US 12,112,198 B2
Asynchronous distributed data flow for machine learning workloads
Jeffrey Adgate Dean, Palo Alto, CA (US); Sudip Roy, San Jose, CA (US); Michael Acheson Isard, San Francisco, CA (US); Aakanksha Chowdhery, Mountain View, CA (US); Brennan Saeta, Kirkland, WA (US); Chandramohan Amyangot Thekkath, Palo Alto, CA (US); Daniel William Hurt, Westminster, CO (US); Hyeontaek Lim, Palo Alto, CA (US); Laurent El Shafey, Mountain View, CA (US); Parker Edward Schuh, Mountain View, CA (US); Paul Ronald Barham, San Francisco, CA (US); Ruoming Pang, New York, NY (US); Ryan Sepassi, Palo Alto, CA (US); Sanjay Ghemawat, Mountain View, CA (US); and Yonghui Wu, Fremont, CA (US)
Assigned to Google LLC, Mountain View, CA (US)
Filed by Google LLC, Mountain View, CA (US)
Filed on Dec. 15, 2022, as Appl. No. 18/082,415.
Application 18/082,415 is a continuation of application No. 17/738,909, filed on May 6, 2022, granted, now 11,556,381.
Claims priority of provisional application 63/186,031, filed on May 7, 2021.
Prior Publication US 2023/0118303 A1, Apr. 20, 2023
Int. Cl. G06F 17/10 (2006.01); G06F 9/48 (2006.01); G06N 3/063 (2023.01); G06N 3/08 (2023.01)

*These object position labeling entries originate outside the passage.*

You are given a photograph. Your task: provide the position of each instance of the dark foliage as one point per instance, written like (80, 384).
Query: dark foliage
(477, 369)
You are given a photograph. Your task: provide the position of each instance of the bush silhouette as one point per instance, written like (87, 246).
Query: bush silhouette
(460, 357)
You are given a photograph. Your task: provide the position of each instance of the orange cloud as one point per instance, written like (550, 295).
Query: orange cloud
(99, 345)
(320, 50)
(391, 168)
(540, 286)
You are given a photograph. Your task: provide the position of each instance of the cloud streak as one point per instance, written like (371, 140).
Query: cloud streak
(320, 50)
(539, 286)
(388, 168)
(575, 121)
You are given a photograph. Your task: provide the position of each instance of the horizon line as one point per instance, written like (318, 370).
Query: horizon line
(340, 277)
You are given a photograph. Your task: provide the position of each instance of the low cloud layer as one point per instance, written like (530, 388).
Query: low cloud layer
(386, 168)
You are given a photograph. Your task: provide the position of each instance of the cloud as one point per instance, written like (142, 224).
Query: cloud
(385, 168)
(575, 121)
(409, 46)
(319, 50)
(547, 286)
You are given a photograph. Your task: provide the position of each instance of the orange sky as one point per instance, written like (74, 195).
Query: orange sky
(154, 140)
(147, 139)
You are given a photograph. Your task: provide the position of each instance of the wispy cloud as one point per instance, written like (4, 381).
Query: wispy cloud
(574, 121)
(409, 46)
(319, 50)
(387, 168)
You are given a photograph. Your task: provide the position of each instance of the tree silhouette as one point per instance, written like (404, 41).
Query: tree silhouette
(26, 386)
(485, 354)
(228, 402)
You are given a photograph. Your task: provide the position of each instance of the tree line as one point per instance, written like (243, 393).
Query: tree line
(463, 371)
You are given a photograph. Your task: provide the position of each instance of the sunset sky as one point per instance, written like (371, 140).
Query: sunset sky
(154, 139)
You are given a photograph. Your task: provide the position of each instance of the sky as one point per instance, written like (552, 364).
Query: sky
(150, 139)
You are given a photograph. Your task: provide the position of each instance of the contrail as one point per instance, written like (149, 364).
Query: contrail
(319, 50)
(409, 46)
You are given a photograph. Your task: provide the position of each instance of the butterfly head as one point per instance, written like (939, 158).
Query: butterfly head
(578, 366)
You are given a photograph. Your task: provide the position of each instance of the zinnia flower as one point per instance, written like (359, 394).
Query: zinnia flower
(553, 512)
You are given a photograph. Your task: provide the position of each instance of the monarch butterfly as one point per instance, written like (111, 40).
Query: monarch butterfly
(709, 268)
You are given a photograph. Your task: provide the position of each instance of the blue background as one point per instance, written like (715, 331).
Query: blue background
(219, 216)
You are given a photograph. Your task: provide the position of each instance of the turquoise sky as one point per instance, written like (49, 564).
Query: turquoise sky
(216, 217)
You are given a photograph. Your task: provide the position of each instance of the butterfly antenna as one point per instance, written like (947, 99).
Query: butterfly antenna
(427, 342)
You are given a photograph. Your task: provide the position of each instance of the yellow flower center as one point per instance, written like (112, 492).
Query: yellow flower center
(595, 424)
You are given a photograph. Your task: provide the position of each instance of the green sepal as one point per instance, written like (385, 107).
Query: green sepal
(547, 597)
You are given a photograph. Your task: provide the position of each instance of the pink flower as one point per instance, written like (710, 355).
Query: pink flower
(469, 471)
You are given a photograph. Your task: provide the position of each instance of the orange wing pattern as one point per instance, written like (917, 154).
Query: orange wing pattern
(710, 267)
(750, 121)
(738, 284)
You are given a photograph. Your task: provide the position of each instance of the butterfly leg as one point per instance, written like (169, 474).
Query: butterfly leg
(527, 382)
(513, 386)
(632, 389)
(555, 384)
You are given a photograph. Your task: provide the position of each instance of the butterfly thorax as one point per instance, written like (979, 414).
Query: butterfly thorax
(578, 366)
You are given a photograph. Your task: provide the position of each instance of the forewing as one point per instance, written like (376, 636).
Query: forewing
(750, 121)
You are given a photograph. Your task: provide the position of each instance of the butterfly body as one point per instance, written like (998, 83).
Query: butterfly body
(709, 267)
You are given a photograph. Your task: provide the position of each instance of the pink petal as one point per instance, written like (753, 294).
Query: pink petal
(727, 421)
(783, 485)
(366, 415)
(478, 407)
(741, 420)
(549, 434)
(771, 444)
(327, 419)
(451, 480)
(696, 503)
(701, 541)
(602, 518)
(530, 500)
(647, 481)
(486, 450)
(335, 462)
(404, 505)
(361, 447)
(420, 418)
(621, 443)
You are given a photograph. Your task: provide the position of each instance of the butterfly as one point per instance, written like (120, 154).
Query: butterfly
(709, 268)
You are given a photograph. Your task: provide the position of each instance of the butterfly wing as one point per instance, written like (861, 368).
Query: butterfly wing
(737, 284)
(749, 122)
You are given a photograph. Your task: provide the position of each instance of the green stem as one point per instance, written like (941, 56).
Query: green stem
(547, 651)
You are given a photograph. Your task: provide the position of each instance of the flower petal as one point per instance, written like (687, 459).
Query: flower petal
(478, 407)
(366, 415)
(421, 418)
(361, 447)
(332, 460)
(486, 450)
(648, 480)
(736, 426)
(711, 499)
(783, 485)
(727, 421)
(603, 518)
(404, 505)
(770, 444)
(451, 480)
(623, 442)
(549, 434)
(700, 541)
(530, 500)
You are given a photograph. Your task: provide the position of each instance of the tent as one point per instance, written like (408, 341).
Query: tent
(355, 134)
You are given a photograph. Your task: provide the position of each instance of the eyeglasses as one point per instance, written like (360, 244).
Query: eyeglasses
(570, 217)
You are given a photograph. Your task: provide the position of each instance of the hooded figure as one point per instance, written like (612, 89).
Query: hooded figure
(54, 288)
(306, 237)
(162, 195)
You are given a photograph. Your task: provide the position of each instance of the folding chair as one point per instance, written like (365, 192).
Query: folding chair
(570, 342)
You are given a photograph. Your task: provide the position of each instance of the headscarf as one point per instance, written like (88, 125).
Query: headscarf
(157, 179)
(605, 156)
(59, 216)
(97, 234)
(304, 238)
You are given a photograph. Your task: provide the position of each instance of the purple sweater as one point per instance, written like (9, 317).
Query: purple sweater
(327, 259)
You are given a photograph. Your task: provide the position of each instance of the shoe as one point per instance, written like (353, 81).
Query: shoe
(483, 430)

CPC G06F 9/4881 (2013.01) [G06N 3/063 (2013.01); G06N 3/08 (2013.01)] 18 Claims
OG exemplary drawing
 
1. A system comprising:
a plurality of accelerator islands, each accelerator island comprising a respective plurality of hardware devices that include a plurality of hardware accelerators and a corresponding host for each of the plurality of hardware accelerators, wherein the hardware accelerators within each accelerator island are interconnected with one another over an interconnect network, and are connected to the hardware accelerators within another accelerator island over a data center network through their corresponding hosts; and
a respective scheduler for each of the plurality of accelerator islands that is configured to schedule workloads across the plurality of accelerators and corresponding hosts in the accelerator island, wherein the system is configured to:
receive data representing a machine learning workload; and
assign a respective portion of the machine learning workload to each of the plurality of accelerator islands for scheduling by the respective scheduler for the accelerator island, wherein the respective scheduler is configured to, when the respective portion of the machine learning workload assigned to the accelerator island is a regular computation, schedule the respective portion of the machine learning workload using parallel asynchronous dispatch.